China sees first COVID-19 death in months as WHO team arrives

Amid a surge in coronavirus cases, China on Thursday reported its first coronavirus death since May. Photo by Stephen Shaver/UPI
Amid a surge in coronavirus cases, China on Thursday reported its first coronavirus death since May. Photo by Stephen Shaver/UPI | License Photo

Jan. 14 (UPI) -- China reported its first COVID-19 death in eight months on Thursday as a team from the World Health Organization arrived in the Asian nation to investigate the virus' origins.

China, the original epicenter of the virus, hasn't altered its coronavirus death toll since May 17 when it increased it by one to 4,634 lives lost following the verification of a death in northeastern Jilin province.


On Thursday, the nation's death toll climbed to 4,635 after China's National Health Commission said a death occurred a day prior in northern Hebei province where health officials have locked down the three cities of Langfang, Shijiazhuang and Xingtai, affecting millions in an effort to stamp out the virus' spread.

Chinese health officials also reported 138 COVID-19 infections diagnosed in the past 24 hours, 81 of which were in Hebei province where 478 cases have been recorded this year with all but seven being the product of local transmission, according to Chinese health data.


The 138 cases is also the highest number of cases China has seen in a 24-hour period since March, lifting its total to 87,844 infections on Thursday as a 10-member team from the World Health Organization landed in the central Chinese city of Wuhan, ground zero of the pandemic, The New York Times reported.

The first cases of COVID-19 were diagnosed in Wuhan in December of 2019 and countries have since been trying to gain access to the city from Chinese officials to investigate the virus' origins but have failed to gain entrance until now.

Zhao Lijian, a Chinese Foreign Ministry spokesperson, told reporters earlier this week that the WHO team was to land Thursday and "conduct scientific cooperation in origin-tracing with Chinese authorities."

WHO Director-General Tedros Adhanom Ghebreyesus told reporters Monday that the team will work to identify the source of the early cases, which will become the basis for further studies into the disease.

"This is important not just for COVID-19 but for the future of global health security and to manage emerging disease threats with pandemic potential," he said.

Asked if they will send teams to other countries, Maria Van Kerkhove, WHO's COVID-19 technical lead, replied all research starts with Wuhan.


"The studies being in Wuhan.

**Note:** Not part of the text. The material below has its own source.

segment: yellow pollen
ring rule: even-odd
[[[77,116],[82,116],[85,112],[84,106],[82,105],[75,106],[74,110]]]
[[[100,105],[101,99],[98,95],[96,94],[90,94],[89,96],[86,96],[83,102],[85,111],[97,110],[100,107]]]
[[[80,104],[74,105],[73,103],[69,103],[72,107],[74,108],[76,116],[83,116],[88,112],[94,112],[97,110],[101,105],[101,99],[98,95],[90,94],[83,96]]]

They being where the first initial patients were identified and then there will be many more studies that will follow from there," she said, adding, "the studies that are commencing in Wuhan, that have been ongoing in Wuhan, especially looking at those initial patients that were first identified in December, are really, really critical to help us better understand the beginning of this pandemic."

The team's arrival in China comes months after WHO approved a resolution led by the European Union and Australia in May to launch an independent probe of the virus' origins, despite pushback from Chinese officials.

The WHO announced the team last month following months of negations with China, and members were en route to Wuhan last week when they were rerouted after WHO was informed they had yet to gain permission to enter the Asian nation.

Tedros told reporters last week he was "very disappointed" his team wasn't allowed to enter China.

The United States has often criticized China amid the pandemic, accusing it of attempting to cover up the virus' initial outbreak, and also of the WHO, accusing it of aiding the Asian nation in doing so.


In July, President Donald Trump announced that the United States, the WHO's most important donor, would be withdrawing from the United Nations' healthy body.